Miriam is supervised by Dr Izzy Jayasinghe and Prof Derek Steele. Miriam’s work involves collaborations with Prof Ed White, Prof Nikita Gamper, Dr Andrew Lee and Prof Christoph Wälti . The project is funded by LARS (Leeds Anniversary Research Scholarship).
I began my research career at the University of Leeds, obtaining a BSc in Biological Sciences, applying electron microscopy to cardiac tissue in my final year project. Following a Society for Endocrinology summer studentship at the University of Liverpool, I studied for an MPhil in Adaptive Organismal Biology at the University of Manchester, where I developed a taste for full-time research, applying electron tomography to chicken hearts in order to learn more about the nature of their calcium release units.
I have returned to the University of Leeds as a PhD student on the DiMeN DTP, funded by the Medical Research Council, applying super-resolution microscopy techniques to gain insight into the pathological remodelling that occurs to cardiomyocytes during heart failure. I am also working with cardiac stem cells, which can be coerced into forming primitive cardiomyocytes, allowing us to pry into the development of the calcium release system.
Outside of the lab, I am a keen runner/hockey player, and frequent the music venues of Leeds to watch gigs!
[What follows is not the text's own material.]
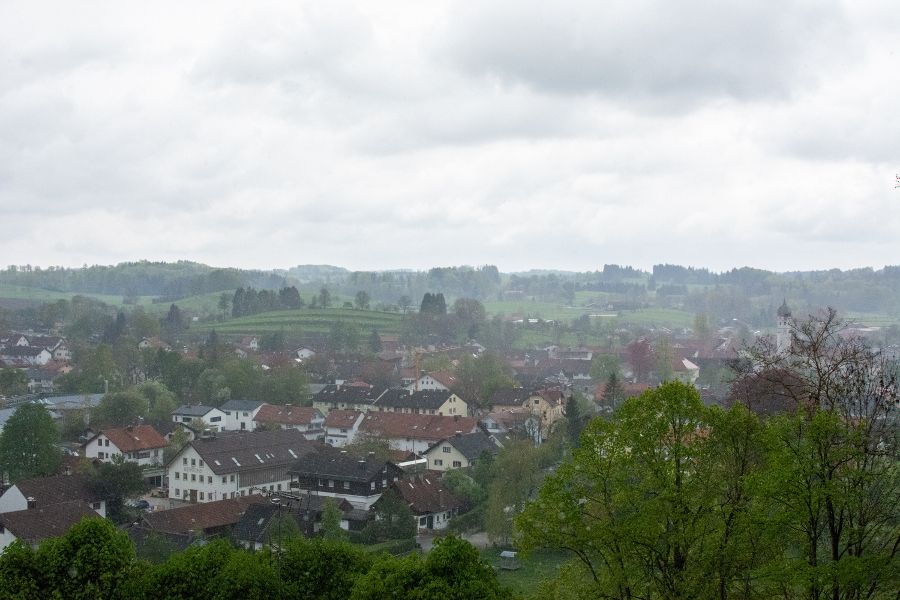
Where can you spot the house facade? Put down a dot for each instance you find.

Tom is supervised by Dr Izzy Jayasinghe, Dr Andrew Smith and Prof John Colyer. Tom’s work involves collaborations with Prof Ed White, Dr Jung-uk Shim, Dr Michael Colman and Prof Christian Soeller. The project is a 4-year PhD studentship funded by the DiMeN MRC doctoral training programme. Follow Tom on Twitter.
Dr Kaarjel Narayanasamy
Research Assistant in Single Molecule Nanotechnology
I obtained my BSc in Biology at UTM, Malaysia where I worked on the functionalisation of carbon nanotubes and the immobilisation of tyrosinase enzyme onto them for the development of a phenol biosensor. Subsequently, I was accepted into the Environmental Science program at the University of Helsinki, Finland where I obtained my MSc degree. My research project involved studying the impact of biochar on the runoff quality from greenroofs in the Helsinki metropolitan area. I was then accepted as a Marie Curie Early Stage Researcher to pursue my PhD which was based at Keele University, UK. My project involved the synthesis and development of PEI-coated magnetic nanoparticles for gene delivery. During this time, I also had the opportunity to work at the University of Florida with my co-supervisor for 10 months.
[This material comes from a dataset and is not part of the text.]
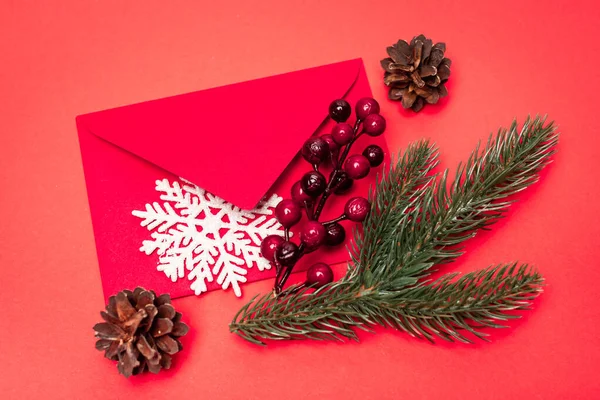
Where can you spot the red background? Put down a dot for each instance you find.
(512, 58)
I am currently working as a research assistant at the University of Leeds with Dr Jayasinghe on Single Molecule Localization Microscopy where I will be developing the DNA-PAINT imaging technique and using super resolution microscopy such as dSTORM, specifically to study gap junctions in healthy and failing myocardial tissue.
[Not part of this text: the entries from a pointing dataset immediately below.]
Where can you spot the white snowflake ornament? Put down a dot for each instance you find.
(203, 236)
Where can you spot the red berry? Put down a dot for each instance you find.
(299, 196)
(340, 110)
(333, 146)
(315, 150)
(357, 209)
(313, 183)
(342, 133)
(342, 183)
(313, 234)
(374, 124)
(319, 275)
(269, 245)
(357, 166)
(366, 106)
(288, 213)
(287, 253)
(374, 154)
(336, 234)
Dr Narayanasamy is collaborates closely with Dr Andrew Lee, Prof Christoph Walti and Prof Ed White. The project is funded by the Wellcome Trust Seed Award.
Dr Ruth Norman
Postdoctoral Research Fellow
Dr Norman currently works on the adapting in vitro and super-resolution microscopy tools which can resolve and characterise the molecular components of caveolar membrane compartments in cardiac myocytes. The project is being principally supervised by Dr Sarah Calaghan.